The Dungeon, and by extension the entire penal system is hence medieval, old-fashioned and barbaric. It is necessary to start finding other ways out. One ‘other way out’ of the restrictive penal system may be that of nature. Wordsworth uses transplantation to suggest this, while Coleridge refers to the redemptive, healing quality of nature: “O nature! /Healest thy wandering and distempered child”. In The Convict one criticism of being a prisoner in the confines of a cell is the inability to appreciate nature, specifically its ringing joy.

This musical reference is alluded to in The Dungeon, “Thy melodies of woods, and winds, and waters… a jarring and a dissonant thing… dance and minstrelsy”. The metaphor is at first complimented by the relaxing, almost lyrically legato alliteration of the ‘w’s. There is a sense of contrast between music and words. Words come from the intellect, though the convict cannot seem to trust conventional wisdom, and therefore feels more comfortable with a musical acquisition of knowledge. Finally, there is a point proved through irony in both poems.

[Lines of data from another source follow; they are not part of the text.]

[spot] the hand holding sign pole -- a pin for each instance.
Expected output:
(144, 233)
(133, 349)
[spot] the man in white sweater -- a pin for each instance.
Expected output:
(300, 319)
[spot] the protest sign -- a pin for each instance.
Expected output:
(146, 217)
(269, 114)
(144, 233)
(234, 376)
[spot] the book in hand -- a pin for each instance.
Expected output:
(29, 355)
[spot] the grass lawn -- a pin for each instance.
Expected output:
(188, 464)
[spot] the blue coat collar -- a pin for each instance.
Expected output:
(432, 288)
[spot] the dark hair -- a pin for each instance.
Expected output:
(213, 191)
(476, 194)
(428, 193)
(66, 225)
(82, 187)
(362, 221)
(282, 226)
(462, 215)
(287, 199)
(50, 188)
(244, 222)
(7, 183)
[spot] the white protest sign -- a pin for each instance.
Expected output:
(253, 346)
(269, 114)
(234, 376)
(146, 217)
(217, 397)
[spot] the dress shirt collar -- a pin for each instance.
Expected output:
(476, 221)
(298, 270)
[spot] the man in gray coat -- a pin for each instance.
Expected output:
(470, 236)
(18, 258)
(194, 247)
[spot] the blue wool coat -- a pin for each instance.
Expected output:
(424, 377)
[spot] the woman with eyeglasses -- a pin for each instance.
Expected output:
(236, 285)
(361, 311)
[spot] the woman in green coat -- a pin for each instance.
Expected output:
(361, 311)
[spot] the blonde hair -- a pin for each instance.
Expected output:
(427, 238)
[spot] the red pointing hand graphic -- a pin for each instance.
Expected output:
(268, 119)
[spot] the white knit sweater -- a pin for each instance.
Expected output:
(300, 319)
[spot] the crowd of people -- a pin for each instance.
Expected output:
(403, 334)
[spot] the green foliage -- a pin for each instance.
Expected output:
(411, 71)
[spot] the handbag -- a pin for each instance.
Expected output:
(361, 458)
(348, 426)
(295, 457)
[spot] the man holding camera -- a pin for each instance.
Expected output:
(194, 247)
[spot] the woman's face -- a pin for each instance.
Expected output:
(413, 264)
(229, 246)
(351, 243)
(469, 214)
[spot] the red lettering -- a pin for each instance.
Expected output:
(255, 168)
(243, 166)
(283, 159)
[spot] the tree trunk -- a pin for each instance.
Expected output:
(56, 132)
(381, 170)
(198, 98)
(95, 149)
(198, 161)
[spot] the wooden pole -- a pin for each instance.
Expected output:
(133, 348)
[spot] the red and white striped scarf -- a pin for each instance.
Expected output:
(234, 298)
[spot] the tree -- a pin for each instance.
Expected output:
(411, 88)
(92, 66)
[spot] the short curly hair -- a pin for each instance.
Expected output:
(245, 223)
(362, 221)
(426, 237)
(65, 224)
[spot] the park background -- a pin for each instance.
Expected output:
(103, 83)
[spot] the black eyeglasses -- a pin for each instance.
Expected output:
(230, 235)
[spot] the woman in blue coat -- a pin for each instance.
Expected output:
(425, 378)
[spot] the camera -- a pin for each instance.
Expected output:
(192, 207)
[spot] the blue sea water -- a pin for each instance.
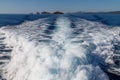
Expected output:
(60, 47)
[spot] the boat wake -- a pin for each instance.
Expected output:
(61, 48)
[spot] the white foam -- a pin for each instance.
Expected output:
(60, 58)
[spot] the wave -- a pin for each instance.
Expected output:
(61, 49)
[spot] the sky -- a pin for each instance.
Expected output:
(29, 6)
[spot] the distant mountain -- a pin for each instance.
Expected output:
(113, 12)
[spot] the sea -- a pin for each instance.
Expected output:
(71, 46)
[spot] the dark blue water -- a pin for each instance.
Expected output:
(15, 19)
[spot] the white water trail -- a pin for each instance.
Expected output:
(62, 57)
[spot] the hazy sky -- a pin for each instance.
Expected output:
(27, 6)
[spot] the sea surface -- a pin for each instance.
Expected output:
(72, 46)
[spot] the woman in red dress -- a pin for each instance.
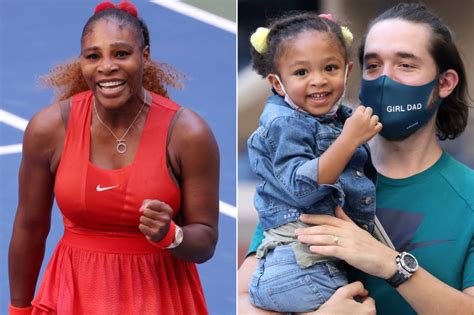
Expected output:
(136, 179)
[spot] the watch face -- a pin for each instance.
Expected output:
(409, 262)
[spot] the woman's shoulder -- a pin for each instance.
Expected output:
(45, 131)
(47, 121)
(190, 125)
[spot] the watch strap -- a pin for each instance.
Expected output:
(401, 275)
(397, 279)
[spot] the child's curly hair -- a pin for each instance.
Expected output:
(283, 29)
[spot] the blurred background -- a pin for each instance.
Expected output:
(253, 90)
(198, 37)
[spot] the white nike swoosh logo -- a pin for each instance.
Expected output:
(98, 188)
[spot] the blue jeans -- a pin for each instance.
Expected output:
(280, 284)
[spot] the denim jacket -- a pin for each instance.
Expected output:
(284, 152)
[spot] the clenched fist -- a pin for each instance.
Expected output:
(155, 219)
(361, 126)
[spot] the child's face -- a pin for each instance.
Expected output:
(312, 68)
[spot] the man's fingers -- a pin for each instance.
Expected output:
(320, 219)
(352, 290)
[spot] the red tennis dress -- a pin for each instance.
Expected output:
(103, 264)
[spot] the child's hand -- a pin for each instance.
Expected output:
(361, 126)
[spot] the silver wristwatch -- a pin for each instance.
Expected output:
(406, 267)
(178, 238)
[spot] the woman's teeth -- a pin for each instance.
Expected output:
(110, 84)
(319, 95)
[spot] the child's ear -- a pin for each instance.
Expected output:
(276, 84)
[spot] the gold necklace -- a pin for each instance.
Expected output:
(121, 145)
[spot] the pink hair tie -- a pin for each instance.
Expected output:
(125, 5)
(326, 16)
(129, 7)
(103, 6)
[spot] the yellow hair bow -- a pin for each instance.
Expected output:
(259, 39)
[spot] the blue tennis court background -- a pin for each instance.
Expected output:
(34, 36)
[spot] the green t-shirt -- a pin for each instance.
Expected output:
(430, 215)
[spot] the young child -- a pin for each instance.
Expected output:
(311, 155)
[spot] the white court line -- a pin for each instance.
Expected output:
(227, 209)
(13, 120)
(199, 14)
(20, 123)
(9, 149)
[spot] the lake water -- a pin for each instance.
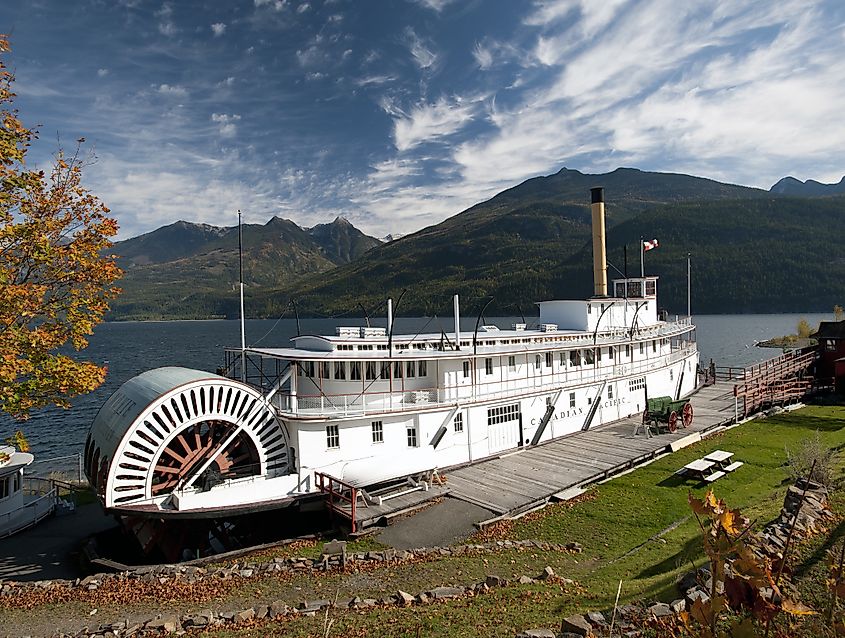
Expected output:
(129, 348)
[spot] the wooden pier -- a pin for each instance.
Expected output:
(525, 479)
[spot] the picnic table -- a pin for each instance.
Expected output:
(720, 458)
(699, 467)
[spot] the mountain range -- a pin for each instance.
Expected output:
(751, 250)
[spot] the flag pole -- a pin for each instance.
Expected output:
(241, 281)
(642, 258)
(689, 310)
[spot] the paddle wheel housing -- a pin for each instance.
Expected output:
(174, 429)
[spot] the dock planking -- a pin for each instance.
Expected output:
(516, 482)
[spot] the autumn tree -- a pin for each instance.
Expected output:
(55, 279)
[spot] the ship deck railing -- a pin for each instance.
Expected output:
(368, 403)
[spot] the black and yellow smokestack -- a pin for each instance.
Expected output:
(599, 249)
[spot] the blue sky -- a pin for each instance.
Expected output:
(400, 113)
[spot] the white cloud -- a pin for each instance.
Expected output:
(173, 90)
(430, 122)
(423, 56)
(434, 5)
(166, 26)
(227, 123)
(483, 56)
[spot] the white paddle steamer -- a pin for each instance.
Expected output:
(367, 406)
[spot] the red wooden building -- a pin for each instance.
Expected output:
(830, 367)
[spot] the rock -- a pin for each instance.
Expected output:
(404, 597)
(245, 615)
(445, 592)
(577, 625)
(495, 581)
(547, 573)
(659, 610)
(167, 624)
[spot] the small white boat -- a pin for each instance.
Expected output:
(21, 505)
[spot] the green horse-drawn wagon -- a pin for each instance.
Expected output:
(666, 412)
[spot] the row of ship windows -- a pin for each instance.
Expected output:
(352, 370)
(377, 431)
(373, 370)
(499, 414)
(447, 344)
(575, 358)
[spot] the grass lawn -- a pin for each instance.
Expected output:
(636, 528)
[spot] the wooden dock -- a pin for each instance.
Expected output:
(524, 479)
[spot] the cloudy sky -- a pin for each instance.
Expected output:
(399, 113)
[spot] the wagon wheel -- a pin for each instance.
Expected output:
(687, 415)
(673, 421)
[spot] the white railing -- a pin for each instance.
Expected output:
(365, 403)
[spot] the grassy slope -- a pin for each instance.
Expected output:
(635, 528)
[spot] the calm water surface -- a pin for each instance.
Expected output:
(129, 348)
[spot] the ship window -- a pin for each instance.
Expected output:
(332, 436)
(636, 384)
(503, 414)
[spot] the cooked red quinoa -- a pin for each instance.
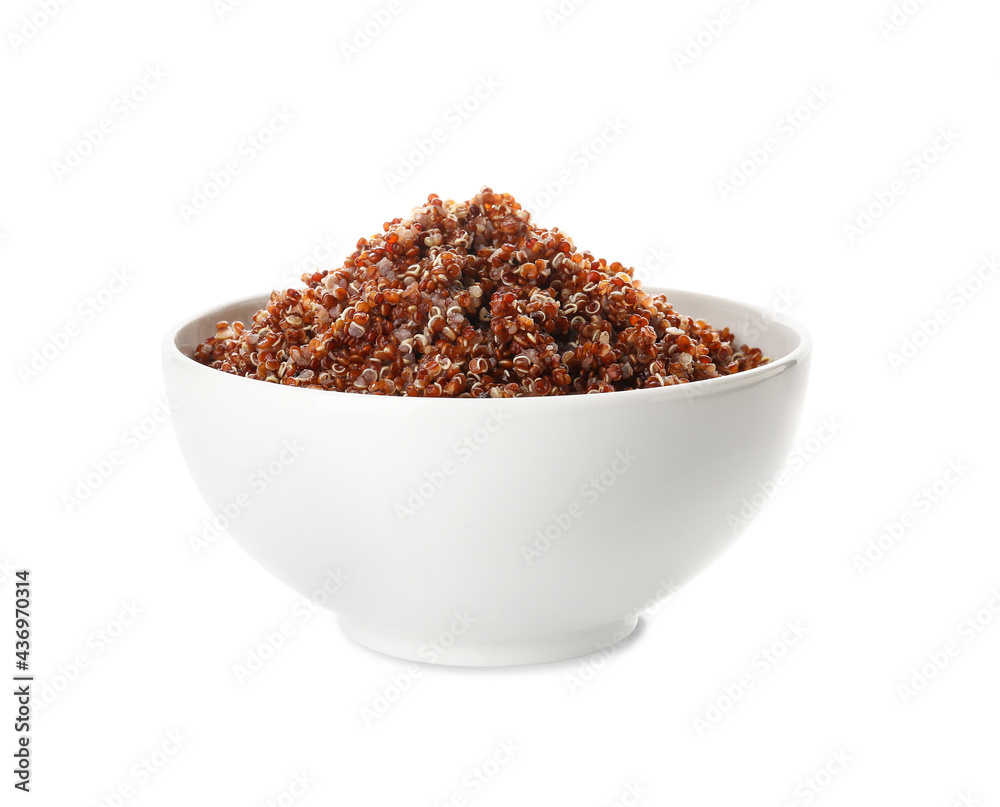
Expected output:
(470, 299)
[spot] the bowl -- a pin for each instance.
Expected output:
(488, 531)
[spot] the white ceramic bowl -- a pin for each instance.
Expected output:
(481, 531)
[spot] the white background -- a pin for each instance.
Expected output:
(892, 427)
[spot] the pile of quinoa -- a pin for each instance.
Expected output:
(471, 299)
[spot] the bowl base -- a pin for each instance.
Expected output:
(466, 652)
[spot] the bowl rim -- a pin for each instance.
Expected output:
(704, 387)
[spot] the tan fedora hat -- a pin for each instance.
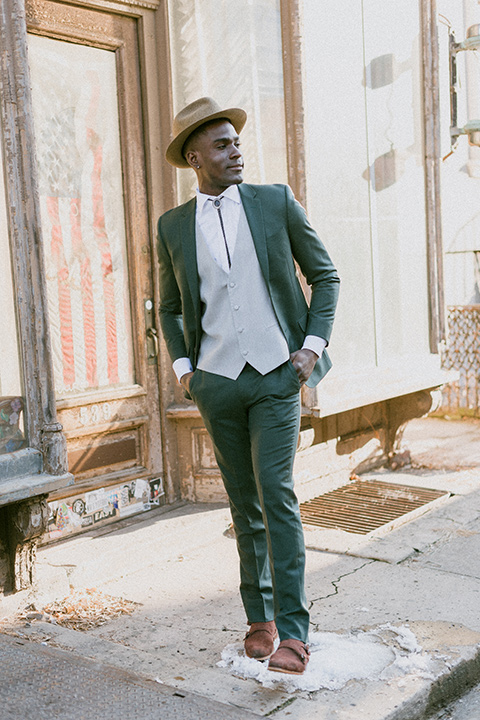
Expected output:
(194, 115)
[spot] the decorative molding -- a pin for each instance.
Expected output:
(431, 115)
(44, 432)
(293, 85)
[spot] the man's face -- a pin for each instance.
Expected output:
(217, 152)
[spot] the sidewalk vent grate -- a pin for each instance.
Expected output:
(365, 505)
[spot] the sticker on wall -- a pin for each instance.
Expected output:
(97, 507)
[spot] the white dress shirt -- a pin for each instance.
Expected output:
(209, 222)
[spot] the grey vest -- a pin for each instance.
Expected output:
(239, 323)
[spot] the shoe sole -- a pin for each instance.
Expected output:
(287, 672)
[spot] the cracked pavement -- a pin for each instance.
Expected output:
(183, 570)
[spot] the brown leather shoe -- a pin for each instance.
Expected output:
(291, 657)
(259, 640)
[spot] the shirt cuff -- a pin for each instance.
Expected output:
(314, 343)
(182, 366)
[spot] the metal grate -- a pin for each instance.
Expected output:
(365, 505)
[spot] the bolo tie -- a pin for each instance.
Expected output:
(217, 204)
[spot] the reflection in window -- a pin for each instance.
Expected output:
(233, 52)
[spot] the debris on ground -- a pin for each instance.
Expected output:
(82, 610)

Wordsworth has written of appreciating the world through a “wise passiveness” (Expostulation and Reply) and in The Convict the poet stands alone on a mountain. What is the difference between being alone on a mountain and being alone in a cell?! It seems that the difference lies in choice: in a “wise passiveness” one chooses to be alone, so the poet is in fact airing his views on the penal system’s poor and unjust rulings which place someone in solitary confinement and dismal conditions without their consultation.